Daniel Day-Lewis is calling out Brian Cox for dragging him into a “conflict” surrounding method acting.
During a recent interview with the U.K.’s Big Issue, the three-time Oscar winner shared his thoughts on being brought into the disagreement between Cox and Jeremy Strong over the controversial acting technique.
During their time working on the Emmy-winning series Succession, Cox previously criticized Strong’s intense acting style for his role as Kendall Roy, saying it’s “not good for the ensemble” and “creates hostility” with other castmembers. He also claimed that Day-Lewis influenced Strong’s method acting style when the pair worked together on 2005’s The Ballad of Jack and Rose and 2012’s Lincoln.

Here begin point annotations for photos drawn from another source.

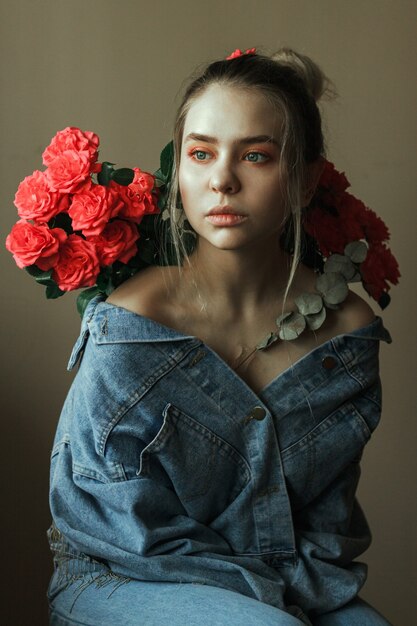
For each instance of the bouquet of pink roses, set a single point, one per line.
(74, 231)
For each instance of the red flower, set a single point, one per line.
(92, 208)
(142, 181)
(375, 229)
(68, 171)
(72, 138)
(77, 265)
(379, 268)
(35, 200)
(31, 244)
(117, 242)
(136, 201)
(239, 53)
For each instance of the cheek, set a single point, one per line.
(187, 186)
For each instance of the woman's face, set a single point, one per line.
(230, 165)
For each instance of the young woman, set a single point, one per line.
(197, 478)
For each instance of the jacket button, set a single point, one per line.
(329, 362)
(257, 413)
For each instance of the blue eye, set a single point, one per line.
(256, 157)
(200, 155)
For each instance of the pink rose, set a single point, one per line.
(77, 265)
(72, 138)
(68, 171)
(92, 208)
(137, 202)
(36, 201)
(142, 181)
(117, 242)
(31, 244)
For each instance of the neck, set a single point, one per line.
(239, 282)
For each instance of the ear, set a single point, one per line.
(313, 173)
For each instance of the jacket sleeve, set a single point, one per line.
(109, 508)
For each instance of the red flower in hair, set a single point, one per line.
(238, 53)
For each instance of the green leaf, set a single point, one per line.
(167, 160)
(123, 176)
(62, 220)
(292, 327)
(84, 298)
(315, 321)
(43, 278)
(53, 291)
(104, 177)
(281, 318)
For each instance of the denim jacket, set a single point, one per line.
(166, 466)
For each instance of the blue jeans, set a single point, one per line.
(109, 600)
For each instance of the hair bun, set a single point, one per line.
(313, 77)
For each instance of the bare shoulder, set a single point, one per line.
(148, 293)
(353, 314)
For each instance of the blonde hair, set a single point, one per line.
(293, 84)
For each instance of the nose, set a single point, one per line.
(223, 178)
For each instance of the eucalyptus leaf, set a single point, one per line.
(84, 298)
(265, 343)
(122, 176)
(283, 317)
(292, 327)
(315, 321)
(340, 263)
(309, 303)
(333, 287)
(356, 251)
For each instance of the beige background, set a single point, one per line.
(115, 67)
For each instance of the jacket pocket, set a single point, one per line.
(313, 462)
(206, 472)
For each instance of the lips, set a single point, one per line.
(224, 210)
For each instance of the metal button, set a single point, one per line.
(198, 356)
(329, 362)
(257, 413)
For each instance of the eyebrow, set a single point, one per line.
(244, 140)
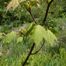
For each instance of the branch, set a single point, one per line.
(46, 14)
(38, 49)
(28, 54)
(29, 10)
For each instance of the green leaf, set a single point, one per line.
(39, 33)
(10, 37)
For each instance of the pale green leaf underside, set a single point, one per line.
(10, 37)
(39, 33)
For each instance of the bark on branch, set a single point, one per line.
(46, 14)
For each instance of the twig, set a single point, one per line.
(46, 14)
(38, 49)
(28, 54)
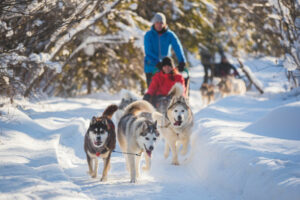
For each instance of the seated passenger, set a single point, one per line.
(223, 69)
(163, 81)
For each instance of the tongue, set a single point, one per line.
(177, 123)
(149, 153)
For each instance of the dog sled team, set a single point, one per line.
(163, 113)
(139, 127)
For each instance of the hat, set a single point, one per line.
(167, 61)
(159, 17)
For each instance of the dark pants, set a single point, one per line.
(148, 78)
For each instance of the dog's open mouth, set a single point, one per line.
(149, 152)
(97, 143)
(177, 123)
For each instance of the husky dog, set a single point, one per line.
(137, 134)
(176, 125)
(231, 85)
(100, 141)
(127, 98)
(207, 93)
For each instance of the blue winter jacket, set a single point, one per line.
(157, 46)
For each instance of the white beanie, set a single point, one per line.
(159, 17)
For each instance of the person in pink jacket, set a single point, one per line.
(163, 81)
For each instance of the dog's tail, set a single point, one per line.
(127, 95)
(139, 106)
(109, 111)
(176, 90)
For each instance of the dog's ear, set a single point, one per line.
(105, 122)
(144, 127)
(173, 100)
(93, 121)
(155, 124)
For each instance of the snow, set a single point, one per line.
(242, 147)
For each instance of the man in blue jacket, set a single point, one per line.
(157, 43)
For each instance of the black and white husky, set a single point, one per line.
(176, 124)
(137, 135)
(100, 141)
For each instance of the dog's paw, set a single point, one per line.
(145, 168)
(103, 179)
(183, 152)
(166, 155)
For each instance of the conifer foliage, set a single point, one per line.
(73, 47)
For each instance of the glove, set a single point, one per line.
(159, 65)
(181, 66)
(147, 97)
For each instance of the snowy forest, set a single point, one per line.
(67, 48)
(68, 64)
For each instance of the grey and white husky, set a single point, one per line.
(127, 98)
(137, 135)
(176, 124)
(100, 141)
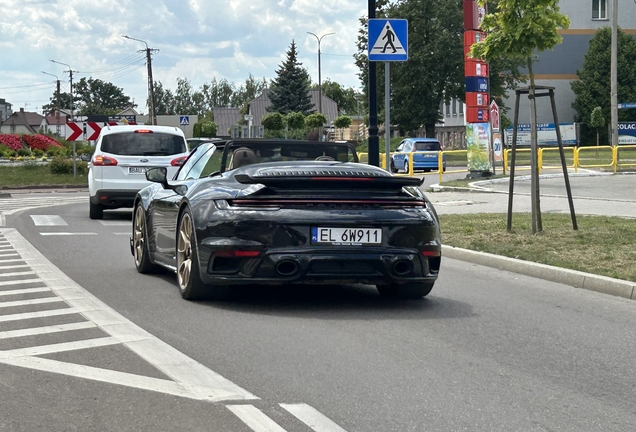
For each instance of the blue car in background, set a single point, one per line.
(425, 155)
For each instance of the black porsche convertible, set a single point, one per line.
(259, 211)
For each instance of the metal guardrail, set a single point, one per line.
(605, 157)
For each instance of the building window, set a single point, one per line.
(599, 9)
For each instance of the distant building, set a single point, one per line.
(23, 122)
(557, 68)
(5, 110)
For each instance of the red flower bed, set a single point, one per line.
(14, 142)
(41, 142)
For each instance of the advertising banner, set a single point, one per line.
(627, 132)
(546, 135)
(478, 146)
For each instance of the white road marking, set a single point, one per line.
(33, 331)
(199, 382)
(10, 267)
(16, 273)
(115, 223)
(102, 375)
(2, 261)
(255, 419)
(24, 291)
(19, 282)
(48, 220)
(41, 314)
(65, 233)
(57, 348)
(30, 302)
(312, 417)
(8, 254)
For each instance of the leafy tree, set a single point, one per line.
(597, 120)
(97, 97)
(273, 121)
(517, 29)
(315, 120)
(290, 89)
(345, 98)
(342, 122)
(592, 89)
(65, 102)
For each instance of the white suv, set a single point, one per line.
(122, 155)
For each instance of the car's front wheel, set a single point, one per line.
(95, 211)
(411, 290)
(140, 243)
(191, 286)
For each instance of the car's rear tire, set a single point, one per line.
(140, 243)
(95, 211)
(191, 286)
(407, 291)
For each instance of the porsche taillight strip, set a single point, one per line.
(318, 202)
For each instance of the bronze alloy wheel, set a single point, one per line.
(184, 251)
(139, 236)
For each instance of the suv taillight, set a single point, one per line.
(103, 161)
(178, 161)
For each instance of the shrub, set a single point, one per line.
(40, 141)
(12, 141)
(61, 165)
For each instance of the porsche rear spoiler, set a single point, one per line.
(352, 179)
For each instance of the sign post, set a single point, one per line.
(388, 41)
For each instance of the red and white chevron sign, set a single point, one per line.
(75, 130)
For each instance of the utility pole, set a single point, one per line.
(70, 75)
(152, 116)
(374, 140)
(57, 104)
(614, 74)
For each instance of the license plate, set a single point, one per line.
(346, 236)
(137, 170)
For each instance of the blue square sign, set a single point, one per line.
(388, 40)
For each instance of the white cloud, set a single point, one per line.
(197, 39)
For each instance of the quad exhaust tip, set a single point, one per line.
(287, 268)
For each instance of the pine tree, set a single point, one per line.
(290, 89)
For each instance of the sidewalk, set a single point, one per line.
(593, 194)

“Listen, I worked with Brian Cox once and got somehow drawn into this handbags-at-dawn conflict inadvertently,” Day-Lewis said, referring to when they both starred in 1997’s The Boxer. “Brian is a very fine actor who’s done extraordinary work. As a result, he’s been given a soapbox… which he shows no sign of climbing down from. Any time he wants to talk about it, I’m easy to find.”

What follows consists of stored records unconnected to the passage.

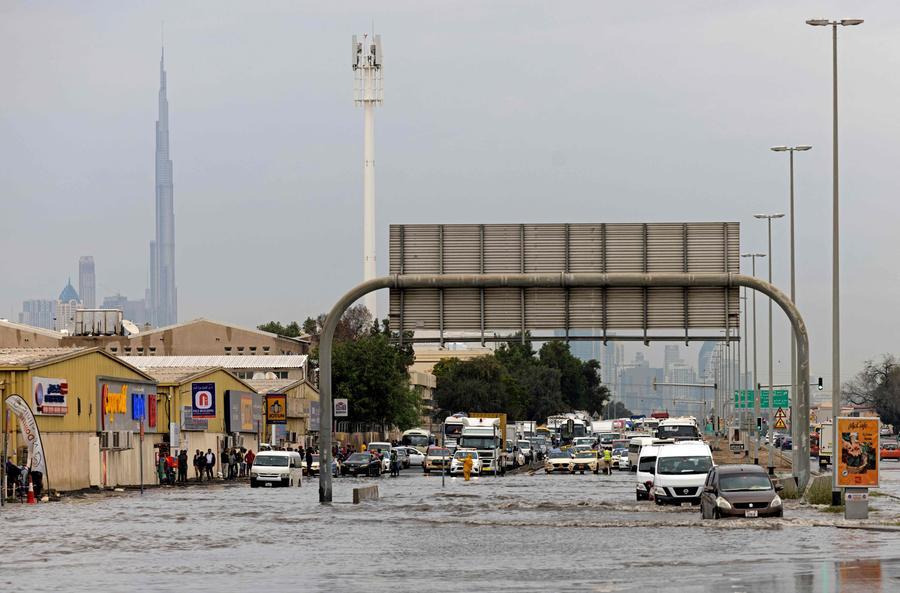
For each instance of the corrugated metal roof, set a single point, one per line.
(280, 361)
(304, 338)
(31, 328)
(269, 385)
(174, 375)
(30, 356)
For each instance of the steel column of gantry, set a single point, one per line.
(563, 280)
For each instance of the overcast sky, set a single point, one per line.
(494, 112)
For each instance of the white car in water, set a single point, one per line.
(459, 459)
(414, 456)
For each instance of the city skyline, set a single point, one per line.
(282, 152)
(163, 292)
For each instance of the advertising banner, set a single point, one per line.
(123, 403)
(243, 410)
(315, 416)
(50, 396)
(188, 422)
(276, 408)
(857, 462)
(203, 400)
(36, 460)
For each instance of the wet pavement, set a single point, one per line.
(516, 533)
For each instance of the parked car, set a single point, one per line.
(402, 456)
(681, 470)
(415, 457)
(585, 460)
(739, 491)
(558, 461)
(276, 468)
(459, 459)
(620, 459)
(436, 459)
(365, 464)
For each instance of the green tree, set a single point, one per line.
(371, 373)
(481, 384)
(291, 330)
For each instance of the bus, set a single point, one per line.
(418, 438)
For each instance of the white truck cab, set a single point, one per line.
(680, 472)
(276, 468)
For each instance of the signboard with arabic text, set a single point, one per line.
(857, 459)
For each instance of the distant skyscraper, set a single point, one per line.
(163, 297)
(672, 356)
(66, 305)
(38, 313)
(87, 282)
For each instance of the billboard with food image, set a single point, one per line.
(857, 460)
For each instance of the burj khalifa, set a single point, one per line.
(163, 295)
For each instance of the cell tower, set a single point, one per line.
(368, 92)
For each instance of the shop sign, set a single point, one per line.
(50, 396)
(276, 408)
(203, 400)
(857, 458)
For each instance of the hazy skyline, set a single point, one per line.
(493, 112)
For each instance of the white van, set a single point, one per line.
(645, 468)
(276, 468)
(680, 429)
(634, 449)
(681, 470)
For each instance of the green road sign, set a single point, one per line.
(744, 399)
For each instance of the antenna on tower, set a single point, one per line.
(368, 92)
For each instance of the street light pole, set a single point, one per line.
(769, 434)
(791, 150)
(835, 245)
(756, 404)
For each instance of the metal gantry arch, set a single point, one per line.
(800, 453)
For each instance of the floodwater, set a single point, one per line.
(515, 533)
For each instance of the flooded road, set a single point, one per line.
(517, 533)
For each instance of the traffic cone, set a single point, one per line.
(31, 499)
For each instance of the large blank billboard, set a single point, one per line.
(694, 247)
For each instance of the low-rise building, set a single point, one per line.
(90, 433)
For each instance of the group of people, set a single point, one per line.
(236, 462)
(174, 469)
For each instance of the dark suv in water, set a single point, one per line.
(739, 491)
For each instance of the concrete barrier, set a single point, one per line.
(365, 493)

The Anemone star continued, “If I thought during our work together I’d interfered with his working process, I’d be appalled. But I don’t think it was like that. So I don’t know where the fuck that came from.”

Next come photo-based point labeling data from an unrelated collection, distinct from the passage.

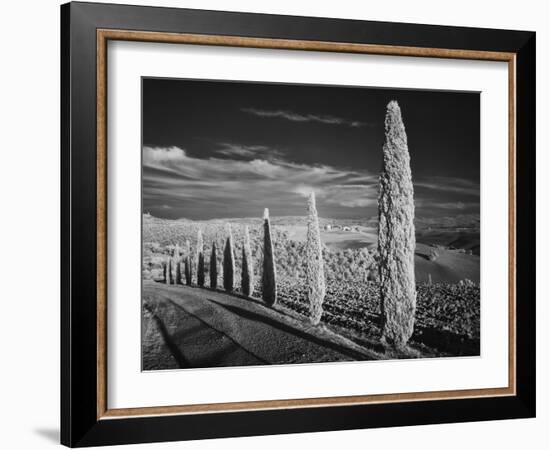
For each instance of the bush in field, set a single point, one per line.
(269, 278)
(247, 272)
(314, 259)
(228, 262)
(200, 259)
(213, 267)
(188, 266)
(396, 238)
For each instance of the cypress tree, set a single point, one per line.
(315, 273)
(178, 272)
(200, 259)
(165, 273)
(228, 262)
(269, 279)
(188, 267)
(247, 273)
(170, 271)
(213, 267)
(396, 238)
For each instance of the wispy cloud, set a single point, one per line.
(449, 184)
(247, 151)
(297, 117)
(218, 183)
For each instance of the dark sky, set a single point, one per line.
(214, 149)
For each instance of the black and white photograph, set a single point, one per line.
(294, 223)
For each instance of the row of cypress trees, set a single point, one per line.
(178, 271)
(396, 246)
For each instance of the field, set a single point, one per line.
(447, 316)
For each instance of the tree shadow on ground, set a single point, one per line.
(256, 317)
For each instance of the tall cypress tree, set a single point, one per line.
(247, 273)
(200, 259)
(178, 271)
(315, 273)
(188, 266)
(228, 262)
(165, 272)
(213, 267)
(170, 270)
(269, 277)
(396, 238)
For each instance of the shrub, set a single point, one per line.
(315, 274)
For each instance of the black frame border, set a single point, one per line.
(79, 423)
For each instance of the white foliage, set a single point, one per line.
(396, 238)
(315, 266)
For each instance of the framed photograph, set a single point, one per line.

Day-Lewis went on to praise Strong, adding that he’s “a very fine actor, I don’t know how he goes about things, but I don’t feel responsible in any way for that.”
Throughout his career, the There Will Be Blood actor has been known to fully immerse himself in a character throughout filming. And while some in Hollywood have criticized the acting approach, Day-Lewis has maintained that it “makes sense” to him. Earlier this month at the 69th edition of the BFI London Film Festival, he described it as “a way of freeing yourself [for] the spontaneity when you are working with your colleagues in front of the camera, so that you are free to respond in any way that you’re moved to in that moment.”
Day-Lewis continued to double down on method acting during his chat with the Big Issue, saying he doesn’t “like it being misrepresented to the extent it has been.”
“They focus on, ‘Oh, he lived in a jail cell for six months’ [for 1993’s In the Name of the Father]. Those are the least important details. In all the performing arts, people find their methods as a means to an end. It’s with the intention of freeing yourself so you present your colleagues with a living, breathing human being they can interact with. It’s very simple,” he continued. “So it pisses me off this whole ‘oh, he went full method’ thing. What the fuck, you know? Because it’s invariably attached to the idea of some kind of lunacy.”
The actor added, “I choose to stay and splash around, rather than jump in and out or play practical jokes with whoopee cushions between takes or whatever people think is how you should behave as an actor.”